Stationarity

See also: Machine learning terms

Introduction

In machine learning, stationarity refers to a property of time series data or stochastic processes where the statistical properties, such as the mean and variance, remain constant over time. It is an important concept in various machine learning tasks, particularly in time series analysis and forecasting, as it enables the development of reliable models and the identification of patterns and trends in the data.

Properties of Stationary Processes

A stationary process is characterized by the constancy of its statistical properties over time. There are several types of stationarity, including:

Strict-sense Stationarity

A process is considered strictly stationary if its joint probability distribution remains invariant under any time shift. In other words, the statistical properties of the process do not change for any time shift, implying that the process maintains the same behavior at all times.

Weak-sense Stationarity

A process is said to be weakly stationary, or covariance stationary, if it satisfies the following conditions:

  1. The mean of the process is constant over time.
  2. The autocovariance between any two-time points depends only on the time lag between them, and not on the actual time at which the covariance is computed.

Weak-sense stationarity is a less stringent requirement than strict-sense stationarity, and it is often sufficient for many practical applications in machine learning.

Testing for Stationarity

Before applying machine learning techniques to time series data, it is essential to test for stationarity. Several tests can be employed to determine if a time series is stationary, including:

Augmented Dickey-Fuller Test

The Augmented Dickey-Fuller (ADF) test is a widely used statistical test for determining whether a time series is stationary or non-stationary. The null hypothesis of the ADF test is that the time series contains a unit root, indicating non-stationarity. A small p-value (typically below 0.05) implies that the null hypothesis can be rejected, and the time series is stationary.

Kwiatkowski-Phillips-Schmidt-Shin Test

The Kwiatkowski-Phillips-Schmidt-Shin (KPSS) test is another statistical test for stationarity, with a null hypothesis that the time series is stationary. A small p-value (typically below 0.05) implies that the null hypothesis can be rejected, and the time series is non-stationary.

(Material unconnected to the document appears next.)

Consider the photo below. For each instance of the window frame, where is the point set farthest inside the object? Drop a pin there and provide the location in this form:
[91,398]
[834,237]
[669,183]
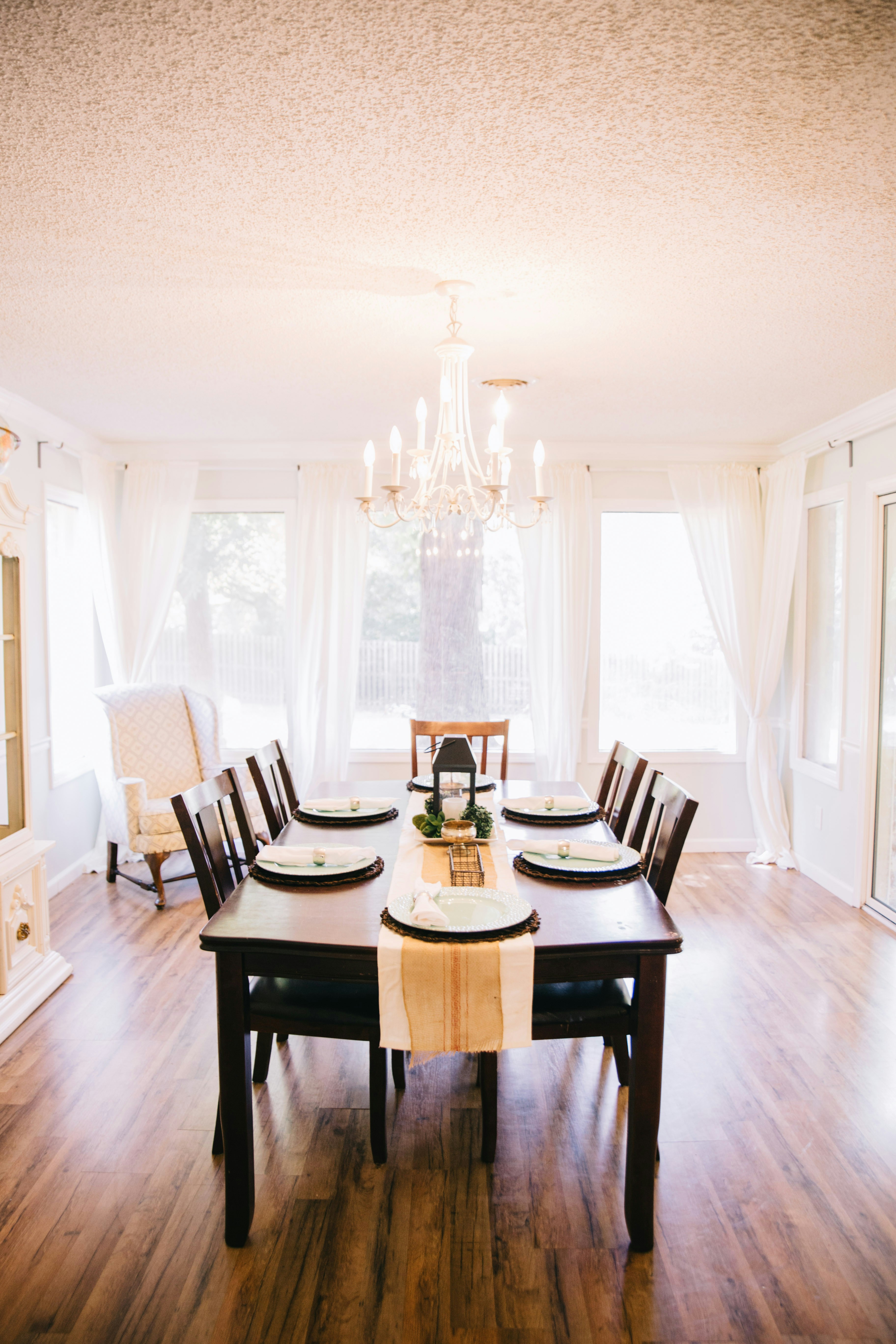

Transforming Non-stationary Time Series

If a time series is found to be non-stationary, various transformations can be applied to make it stationary. These include:

Differencing

Differencing involves computing the difference between consecutive observations in the time series. This process can be applied iteratively until the resulting time series becomes stationary.

Log Transformation

Applying a log transformation can help stabilize the variance in a time series with an exponential growth pattern or when the variance increases with time.

Seasonal Decomposition

If a time series exhibits strong seasonal patterns, seasonal decomposition techniques like Seasonal Decomposition of Time Series (STL) can be applied to separate the seasonal component from the original time series, resulting in a stationary residual series.

Explain Like I'm 5 (ELI5)

Imagine you have a collection of photos showing the weather at different times of the day for many days. Stationarity means that the weather patterns, like sunny or rainy days, stay the same no matter when you look at the photos. In other words, the overall weather doesn't change over time.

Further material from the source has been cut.